4 variantes genéticas y 207 genes encontrados

Para identificar estos genes, el Dr. Gray y sus colegas se acercaron a 43 familias que tenían un mayor riesgo de suicidio.

Al centrarse en un "grupo genéticamente homogéneo", los investigadores redujeron la influencia de factores ambientales, como el estrés debido a un divorcio, desempleo o la pérdida de un ser querido, o tener fácil acceso a los medios para quitarse la vida, como como armas de fuego.

Hilary Coon, Ph.D. - profesor de psiquiatría en la U of U Health y primer autor del artículo - explica los métodos utilizados en la investigación. "En este estudio", dice, "comenzamos buscando la fruta madura, los cambios genómicos que podrían afectar la estructura o función de un gen".

Los investigadores examinaron los casos de suicidio entre los parientes muy lejanos de las 43 familias. “Estamos usando familias muy extendidas de alto riesgo como una lupa para llevarnos a los genes correctos que aumentan el riesgo de este […] resultado”, continúa el profesor Coon.

En general, el Dr. Gray y su equipo examinaron variantes genéticas en más de 1300 muestras de ADN de personas que murieron por suicidio en Utah. Los investigadores correlacionaron los resultados del ADN con la base de datos de población de Utah, que tiene datos genealógicos y los registros médicos de más de 8 millones de personas.

El análisis reveló variaciones específicas en cuatro genes que pueden aumentar el riesgo de muerte relacionada con el suicidio: SP110, AGBL2, SUCLA2, y APH1B.

Además, los investigadores identificaron 207 genes adicionales que pueden resultar clave para influir en el riesgo de suicidio y que necesitan más análisis.

Estudios anteriores han relacionado 18 de estos genes con el riesgo de suicidio y 15 de ellos con la inflamación, lo que refuerza aún más la hipótesis de que la inflamación y la salud mental están conectadas.

Con todo, "el trabajo actual ha producido varias líneas de evidencia importantes", explican los autores.

Fortalezas y limitaciones del estudio

A pesar de los hallazgos significativos, los autores señalan algunas limitaciones a su estudio. Por ejemplo, la mayoría de los casos de suicidio fueron de personas de ascendencia del norte de Europa, lo que limita los resultados.

Además, los investigadores no tuvieron acceso al historial de salud mental de todas y cada una de las personas. Los posibles diagnósticos de problemas de salud mental que los investigadores no conocían pueden haber influido en los resultados.

Como ocurre con cualquier condición humana compleja, advierte el profesor Coon, muchos factores ambientales aún pueden modificar el riesgo genético.

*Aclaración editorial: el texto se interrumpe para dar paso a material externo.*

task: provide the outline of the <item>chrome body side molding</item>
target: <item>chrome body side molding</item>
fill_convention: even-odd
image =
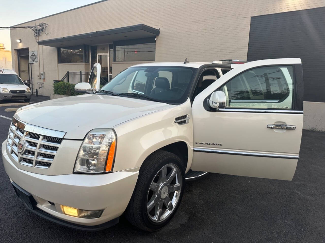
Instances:
[[[226,150],[223,149],[216,149],[213,148],[203,148],[194,147],[193,150],[194,152],[211,153],[214,154],[224,154],[233,155],[242,155],[245,156],[255,156],[269,158],[278,158],[284,159],[297,159],[299,156],[295,155],[287,155],[282,154],[275,154],[264,153],[242,152],[234,150]]]
[[[286,113],[291,114],[303,114],[303,110],[258,110],[255,109],[237,109],[226,108],[218,110],[218,111],[222,112],[253,112],[256,113]]]

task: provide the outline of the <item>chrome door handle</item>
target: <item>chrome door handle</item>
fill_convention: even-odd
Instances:
[[[286,130],[294,130],[296,126],[292,125],[285,125],[284,124],[272,124],[268,125],[266,127],[268,128],[271,129],[284,129]]]

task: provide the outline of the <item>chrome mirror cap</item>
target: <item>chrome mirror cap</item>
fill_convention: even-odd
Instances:
[[[79,83],[74,86],[76,92],[86,94],[95,92],[95,89],[92,88],[90,84],[88,83]]]
[[[226,95],[222,91],[215,91],[211,94],[208,99],[208,105],[215,109],[224,109],[226,107],[227,98]]]

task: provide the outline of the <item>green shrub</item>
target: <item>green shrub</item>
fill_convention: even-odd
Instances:
[[[54,94],[71,96],[82,94],[74,91],[75,85],[75,84],[65,82],[55,83],[53,85]]]

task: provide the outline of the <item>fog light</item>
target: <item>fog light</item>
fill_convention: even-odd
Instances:
[[[63,213],[65,214],[84,218],[99,218],[103,212],[102,210],[98,211],[88,211],[64,205],[61,205],[61,208]]]

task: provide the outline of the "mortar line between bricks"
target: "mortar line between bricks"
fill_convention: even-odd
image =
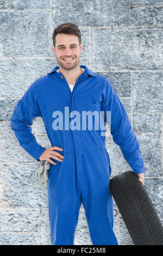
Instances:
[[[39,210],[40,208],[31,208],[30,207],[28,207],[28,208],[0,208],[0,210],[7,210],[7,211],[8,211],[8,210]],[[48,210],[48,207],[41,207],[41,209],[46,209],[46,210]]]
[[[157,6],[156,7],[158,7],[158,6]],[[159,7],[163,7],[163,5],[162,6],[160,6]],[[8,11],[8,10],[10,10],[11,9],[9,9],[9,8],[1,8],[0,9],[0,11],[1,11],[2,13],[3,13],[3,11],[5,12],[5,11]],[[48,10],[48,11],[50,11],[51,10],[51,8],[47,8],[47,9],[26,9],[26,8],[23,8],[23,9],[11,9],[12,10],[14,11],[16,11],[17,10],[34,10],[34,11],[36,11],[36,10]],[[96,26],[85,26],[85,27],[80,27],[80,29],[89,29],[91,28],[91,29],[106,29],[106,28],[136,28],[136,29],[137,29],[137,28],[163,28],[163,26],[120,26],[120,25],[117,25],[117,26],[102,26],[102,27],[96,27]]]
[[[18,234],[37,234],[37,232],[36,231],[32,231],[31,232],[30,231],[9,231],[8,232],[5,231],[0,231],[0,234],[15,234],[15,233],[18,233]]]
[[[39,220],[38,220],[38,245],[40,245],[40,208],[39,211]]]
[[[157,7],[159,8],[160,7],[163,7],[162,5],[156,5],[155,4],[131,4],[130,7]]]
[[[9,0],[9,10],[12,8],[12,0]]]
[[[52,32],[52,0],[50,1],[51,11],[50,11],[50,54],[51,56],[53,56],[53,32]]]
[[[89,66],[90,69],[91,68],[91,28],[89,28]]]
[[[163,135],[162,135],[162,132],[163,132],[163,114],[162,113],[161,115],[161,148],[162,148],[162,175],[163,176]]]
[[[133,73],[130,72],[130,86],[131,86],[131,95],[130,95],[130,106],[131,106],[131,125],[133,128]]]
[[[130,10],[131,10],[131,0],[129,1],[129,12],[128,12],[128,24],[129,26],[131,26],[130,21]]]

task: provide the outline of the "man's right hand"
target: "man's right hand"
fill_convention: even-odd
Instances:
[[[55,151],[55,149],[59,151],[62,151],[62,149],[59,147],[54,146],[52,147],[52,148],[48,148],[43,152],[42,155],[41,155],[39,157],[39,160],[41,161],[47,160],[49,163],[52,163],[52,164],[56,164],[56,163],[55,162],[51,160],[50,157],[53,159],[55,159],[59,162],[62,162],[62,159],[64,157],[64,156],[58,152]]]

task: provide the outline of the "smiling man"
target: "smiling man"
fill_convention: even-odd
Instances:
[[[54,129],[54,112],[66,116],[62,126],[65,127],[66,121],[70,124],[73,118],[66,114],[65,107],[79,113],[80,119],[83,111],[99,114],[103,111],[105,124],[107,112],[110,112],[108,124],[113,140],[144,184],[139,144],[110,82],[86,65],[79,65],[83,44],[78,27],[72,23],[60,25],[53,32],[53,41],[59,66],[29,87],[14,109],[11,127],[20,145],[31,156],[50,163],[47,186],[52,245],[73,245],[82,203],[92,244],[117,245],[105,137],[101,136],[101,127],[78,130],[67,125],[66,129]],[[33,119],[38,116],[43,119],[51,148],[42,147],[32,133]],[[85,124],[89,127],[87,120]]]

“Claramente, la genética es solo una parte del riesgo cuando se trata de suicidio […] Pero esperamos que estos descubrimientos nos lleven a individuos altamente susceptibles para que podamos desarrollar mejores intervenciones para ayudarlos a eludir este riesgo”.

Prof. Hilary Coon, Ph.D.

“Creemos que estos resultados son solo la punta del iceberg. Continuaremos buscando cambios genéticos adicionales que conduzcan a riesgos ”, concluye el profesor Coon.